Hailed as one of the best Italian restaurants in Seattle, this rustic chic Capitol Hill eatery specializes in serving plates of homemade pasta, which keeps Inrahim coming back.

“Spinasse does a lot of things well, but they do pasta exceptionally,” she says. 

The restaurant, which focuses on Northern Italian flavors and has a sister aperitivo bar next door, is Ibrahim’s go-to date night spot on the rare occasions she’s not working at Canlis. She raves about Spinasse’s Tajarin with butter and sage, prepared with very thin hand-cut spaghetti-like pasta that originated in the Piedmont region of Italy.

Szechuan Chef

Ibrahim explains that her favorite dishes are very simple (“Simple dishes are easy to get wrong.”) and are often prepared in casual, mom-and-pop restaurants like Szechuan Chef. Her local “hole in the wall” Chinese restaurant, for example, makes the “best rendition of honey walnut prawn in the whole area.”

“I swear no one knows about this place,” she adds, explaining that it’s hidden next to a gym on a drive-by plaza.

Ibrahim notes that family-run restaurants, such as this one, should be celebrated more nationally as they produce excellent food without the assistance of entire culinary teams.

Carnitas Michoacan

Case in point? This taqueria is run by the Santacruz family, who immigrated from Apatzingán, in the province of Michoacán, more than 30 years ago and now serve Beacon Hill’s best tacos.

Ibrahim swears by the carnitas tacos with freshly made corn tortillas. “The meat is cooked perfectly. It’s never dry, and it’s seasoned beautifully,” she explains. “I’m not a cilantro person, but when it comes to carnitas tacos, [I like] raw white onions on top, cilantro, and a nice generous squeeze of lime juice, and we’re good to go.”

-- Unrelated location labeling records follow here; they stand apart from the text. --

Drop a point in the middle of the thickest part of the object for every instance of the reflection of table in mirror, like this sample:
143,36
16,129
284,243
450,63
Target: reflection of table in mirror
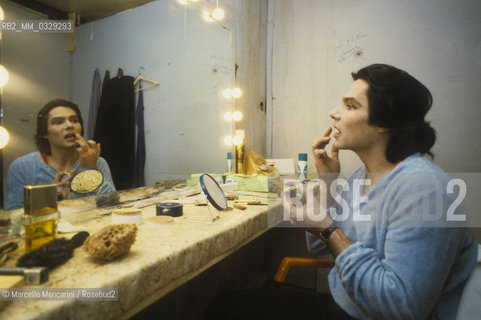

Aside from classic Mexican handhelds, Carnitas Michoacan’s menu also features daily specials of hearty dishes and soups like beef steak with tomatoes and spicy sauce, cheese-stuffed poblano peppers, and traditional Mexican menudo soup.

Xi’an Noodles

Ibrahim won’t hesitate to go the extra mile for her favorite dish, including getting Xi’an’s hand-pulled noodles.

“I’m a creature of habit,” she says. “I can be an intense person, and I know exactly what I want in most situations.” But the dish that checks all her boxes is Xi’an’s Hot Oil Seared Biang Noodles with Sichuan peppercorns.

Founded by Chinese native Lily Wu, Xi’an opened its flagship outpost in Seattle’s University District in 2016 and has since added two more locations in Westlake and Bellevue. While Xi’an is known for biang biang noodles, the joint also serves street food staples like pork and beef buns, as well as skewers and noodle soup dishes.

T55 Pâtisserie

While Ibrahim says she’s not the type of person to “buy into the hype” and stay in line for something just because “everyone else is telling me, it’s worth lining up for,” she and her wife happily do so for a chance to get their hands on chef Muhammad Fairoz Rashed’s exquisite pastries that he prepares daily in the kitchen of this Bothell bakery.

Fairoz, who hails from Singapore and has worked in Michelin-starred restaurants in France, co-owns T55 with his life and business partner Katie Pohl. While the menu changes frequently, some of Ibrahim’s favorite sweet treats here are Kouign-Amann Breton cake, banana caramel cake, and black truffle goat cheese focaccia that, she said, is so delicious she always buys two.